An improved vacuum-ultraviolet spectroradiometer has been developed for use in the characterization of rocket plume radiant emission and the study of combustion processes in liquid rocket engines. The system acquires and processes the data so as to display the spectrum in units of volts per pixel. With proper calibration, it will display the spectrum in spectral radiance units of power per unit solid angle per unit source area per unit wavelength.

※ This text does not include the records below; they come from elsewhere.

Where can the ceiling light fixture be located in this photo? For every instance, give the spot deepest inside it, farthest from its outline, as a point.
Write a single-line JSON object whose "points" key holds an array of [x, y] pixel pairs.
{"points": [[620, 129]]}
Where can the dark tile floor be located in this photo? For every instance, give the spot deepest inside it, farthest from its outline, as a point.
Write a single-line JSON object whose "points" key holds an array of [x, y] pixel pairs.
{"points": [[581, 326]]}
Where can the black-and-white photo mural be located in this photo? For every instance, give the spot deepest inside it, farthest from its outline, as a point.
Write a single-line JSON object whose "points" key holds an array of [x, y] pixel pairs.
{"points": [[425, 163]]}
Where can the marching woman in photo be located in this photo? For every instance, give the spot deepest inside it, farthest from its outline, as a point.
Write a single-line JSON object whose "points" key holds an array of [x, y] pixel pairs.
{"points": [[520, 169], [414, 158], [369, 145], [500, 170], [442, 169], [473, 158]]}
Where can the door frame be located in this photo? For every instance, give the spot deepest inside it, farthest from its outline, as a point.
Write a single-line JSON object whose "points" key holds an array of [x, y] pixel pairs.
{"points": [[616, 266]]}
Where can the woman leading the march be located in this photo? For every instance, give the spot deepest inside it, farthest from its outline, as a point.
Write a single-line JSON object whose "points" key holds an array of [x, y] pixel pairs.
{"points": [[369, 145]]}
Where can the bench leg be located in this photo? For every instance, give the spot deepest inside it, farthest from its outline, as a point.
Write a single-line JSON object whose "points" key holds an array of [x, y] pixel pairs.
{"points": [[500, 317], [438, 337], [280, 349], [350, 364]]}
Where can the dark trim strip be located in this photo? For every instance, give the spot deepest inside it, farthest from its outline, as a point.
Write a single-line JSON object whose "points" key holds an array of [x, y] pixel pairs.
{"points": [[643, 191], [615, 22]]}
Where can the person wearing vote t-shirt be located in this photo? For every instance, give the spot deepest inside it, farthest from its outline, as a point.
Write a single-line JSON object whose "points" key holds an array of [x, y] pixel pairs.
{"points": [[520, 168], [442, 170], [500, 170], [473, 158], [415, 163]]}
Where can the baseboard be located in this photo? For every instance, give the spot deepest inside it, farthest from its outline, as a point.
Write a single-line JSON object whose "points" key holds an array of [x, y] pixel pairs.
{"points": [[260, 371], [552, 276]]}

The spectrometer displays the plume's radiant emission in terms of its electromagnetic spectrum. Two light image intensifier (LII) tubes and two charge- coupled device (CCD) arrays convert the spectrum to an electrical signal and pass the signal on to the electronic hardware. The hardware digitizes the signal and stores the data in a buffer until a computer can transfer it to disk. The computer's software controls the entire operation. Off-line, code reduces the acquired data to engineering units and displays the spectrum on the computer's monitor. This thesis describes the development of the data acquisition system (CCDs, electronic hardware, computer, and software) of the improved spectroradiometer.

The device can monitor a continuous spectral range of 44 nm or two ranges of 22 nm each anywhere in the ultraviolet (UV) spectrum extending from 120 nm to 320 nm. The device can also provide simultaneous spatial-spectral measurements. That is, the charges in each CCD pixel column can be summed as one vertical group with a minimum integration period of 50 ms or the pixel column can be divided and summed in 2, 10, or 20 vertical groups with minimum integration periods of 120 ms, 600 ms, or 1200 ms, respectively.